Atualmente, o programa está em mais de 1.500 escolas públicas do estado de São Paulo e capacita, diariamente, educadores e gestores para lidarem com uma gama de desafios, que vão desde a ansiedade até situações mais graves, como autolesão e suicídio. “Os educadores adquirem conhecimentos abrangentes sobre saúde mental, incluindo questões como depressão e ansiedade. Com essa formação, eles desenvolvem um vocabulário para abordar essas questões de maneira mais eficaz,” explica o médico Rodrigo Bressan, presidente do Instituto Ame Sua Mente.
“À medida que aprofundamos as habilidades e capacidades, o ambiente escolar se torna mais acolhedor. Desenvolvemos também um guia de saúde mental na escola que vai beneficiar toda a escola, mas principalmente para os gestores,” relata Bressan.
O médico, psiquiatra com PhD pelo King ‘s College London, destaca a importância do planejamento de ações na criação de direcionamentos. Isto é, cada educador cria um plano personalizado para sua escola, o que proporciona clareza em casos de emergência ou de bullying, tornando o enfrentamento dessas dificuldades mais tranquilo e eficiente.
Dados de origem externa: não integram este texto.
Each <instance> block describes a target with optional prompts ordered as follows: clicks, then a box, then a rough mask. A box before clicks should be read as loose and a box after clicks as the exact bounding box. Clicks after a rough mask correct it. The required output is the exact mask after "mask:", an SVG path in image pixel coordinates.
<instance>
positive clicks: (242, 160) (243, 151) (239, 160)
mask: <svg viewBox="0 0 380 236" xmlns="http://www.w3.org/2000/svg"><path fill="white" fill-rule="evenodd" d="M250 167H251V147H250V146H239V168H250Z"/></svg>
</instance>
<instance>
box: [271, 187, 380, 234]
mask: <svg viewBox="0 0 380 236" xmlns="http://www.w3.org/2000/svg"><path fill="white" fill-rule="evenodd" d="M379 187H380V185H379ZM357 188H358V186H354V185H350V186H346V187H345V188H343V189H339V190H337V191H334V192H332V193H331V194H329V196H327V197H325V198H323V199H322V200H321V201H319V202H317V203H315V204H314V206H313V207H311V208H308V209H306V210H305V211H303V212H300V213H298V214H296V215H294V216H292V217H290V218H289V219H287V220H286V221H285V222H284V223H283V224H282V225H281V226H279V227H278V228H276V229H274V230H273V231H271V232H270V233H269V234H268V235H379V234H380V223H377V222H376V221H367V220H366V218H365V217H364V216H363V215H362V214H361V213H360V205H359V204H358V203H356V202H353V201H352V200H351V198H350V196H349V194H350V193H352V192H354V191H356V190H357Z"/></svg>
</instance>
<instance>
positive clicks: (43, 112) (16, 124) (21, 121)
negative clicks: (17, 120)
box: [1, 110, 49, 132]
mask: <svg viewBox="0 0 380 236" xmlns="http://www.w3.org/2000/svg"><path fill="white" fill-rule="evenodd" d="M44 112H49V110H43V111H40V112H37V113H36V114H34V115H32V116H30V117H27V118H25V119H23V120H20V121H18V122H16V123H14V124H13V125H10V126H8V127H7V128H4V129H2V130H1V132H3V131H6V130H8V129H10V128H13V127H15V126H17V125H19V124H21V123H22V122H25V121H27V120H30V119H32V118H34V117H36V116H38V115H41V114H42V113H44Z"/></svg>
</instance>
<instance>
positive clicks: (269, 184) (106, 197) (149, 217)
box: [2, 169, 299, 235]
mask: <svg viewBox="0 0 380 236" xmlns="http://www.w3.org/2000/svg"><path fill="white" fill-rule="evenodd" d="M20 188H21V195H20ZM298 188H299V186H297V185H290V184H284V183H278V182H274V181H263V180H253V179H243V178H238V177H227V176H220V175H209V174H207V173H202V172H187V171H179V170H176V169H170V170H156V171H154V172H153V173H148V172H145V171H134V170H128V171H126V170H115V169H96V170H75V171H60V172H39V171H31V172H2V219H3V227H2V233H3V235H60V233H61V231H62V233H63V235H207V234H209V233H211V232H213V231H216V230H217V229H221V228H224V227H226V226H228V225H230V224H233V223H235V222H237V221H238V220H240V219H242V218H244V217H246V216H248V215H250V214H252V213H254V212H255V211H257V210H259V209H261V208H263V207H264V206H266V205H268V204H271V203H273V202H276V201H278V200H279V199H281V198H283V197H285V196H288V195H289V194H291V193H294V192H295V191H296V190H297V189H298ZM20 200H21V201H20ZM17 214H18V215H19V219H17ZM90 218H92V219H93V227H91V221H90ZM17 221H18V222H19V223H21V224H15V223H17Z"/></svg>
Além disso, a AME oferece outros projetos como jogos emocionais para crianças e o “Bússola”, um chatbot no WhatsApp que auxilia professores a lidar com questões sensíveis, como autolesão e suicídio. “Todo mundo que quiser pode usar. Esse chatbot está disponível para o Brasil inteiro, e serve para auxiliar com dicas, algum professor que esteja muito alarmado com a situação que está vivendo ali ou para esclarecer dúvidas,” conta Bressan.
No contexto das campanhas nacionais de redução do preconceito e melhoria da atenção à saúde mental, o presidente da AME ressalta que a pandemia representou um grande desafio para os alunos, observando que houve a perda de uma janela crucial no desenvolvimento dessas crianças, especialmente no aspecto socioemocional, em que eles estão aprendendo a lidar com os conflitos e a conhecer seus próprios limites. “Na medida que ficaram mais de dois anos sem treinar essas habilidades emocionais que são a própria civilidade, isso resultou no aumento da agressividade e intolerância por parte deles”, resume.
Para Bressan, é importante que os jovens reaprendam a se envolver em atividades acadêmicas novamente, assim como a lidar com a raiva e os conflitos, respeitando as autoridades para assim compreenderem seus próprios limites.E num momento de mundo onde tudo parece tão sem limites, reaprender sobre contornos parece algo urgente.